{
    "ucits": true,
    "type": "ETF",
    "leverage": false,
    "derivatives": true,
    "swaps": false,
    "inverse": false,
    "replication_method": "physical",
    "complex_factors": "Active management, use of derivatives for investment purposes, quantitative investment process, securities lending, no benchmark tracking",
    "classification": "complex",
    "supporting_data": "The HSBC PLUS World Equity Income Quant Active UCITS ETF is a UCITS-compliant, actively managed ETF that does not track a benchmark. It may use derivatives for both efficient portfolio management and investment purposes, and may engage in securities lending up to 30% of assets. The fund applies a quantitative investment process focusing on risk premia from factors such as value, quality, momentum, low risk, and size. While UCITS ETFs are generally presumed non-complex under MiFID II, this presumption is overturned if the ETF's structure, risks, or payoff are difficult for retail investors with basic knowledge to understand.

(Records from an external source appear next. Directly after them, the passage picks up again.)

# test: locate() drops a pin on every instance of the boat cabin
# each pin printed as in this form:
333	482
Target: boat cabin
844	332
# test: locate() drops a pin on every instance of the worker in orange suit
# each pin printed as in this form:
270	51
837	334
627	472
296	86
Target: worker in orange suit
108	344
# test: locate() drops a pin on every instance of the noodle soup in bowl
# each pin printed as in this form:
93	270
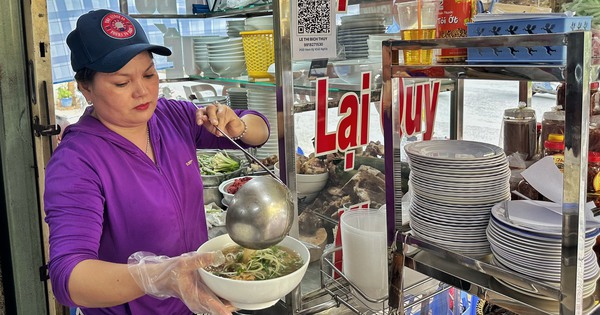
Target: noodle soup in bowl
254	294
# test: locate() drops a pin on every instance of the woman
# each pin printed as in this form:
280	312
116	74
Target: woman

The active use of derivatives for investment purposes (not just hedging or efficient portfolio management) and the quantitative, factor-based strategy introduce complexity beyond the standard UCITS ETF. The fund's KIID explicitly lists 'Derivatives Risk' and 'Investment Leverage Risk' as material risks, indicating that derivatives are integral to the investment strategy, not merely ancillary. This level of complexity, combined with active management and a non-benchmark-tracking approach, means the fund's structure and risks are not easily understood by the average retail investor, triggering a complex classification under MiFID II Article 57 criteria[1][3]. Securities lending, while common and not automatically complex, is noted but does not drive the classification. The fund's high risk rating (6/7) reflects market risk, not structural complexity, but the use of derivatives for investment purposes is decisive. Therefore, despite being a UCITS ETF, this fund is complex due to its active management, derivative usage for investment (not just EPM), and quantitative strategy."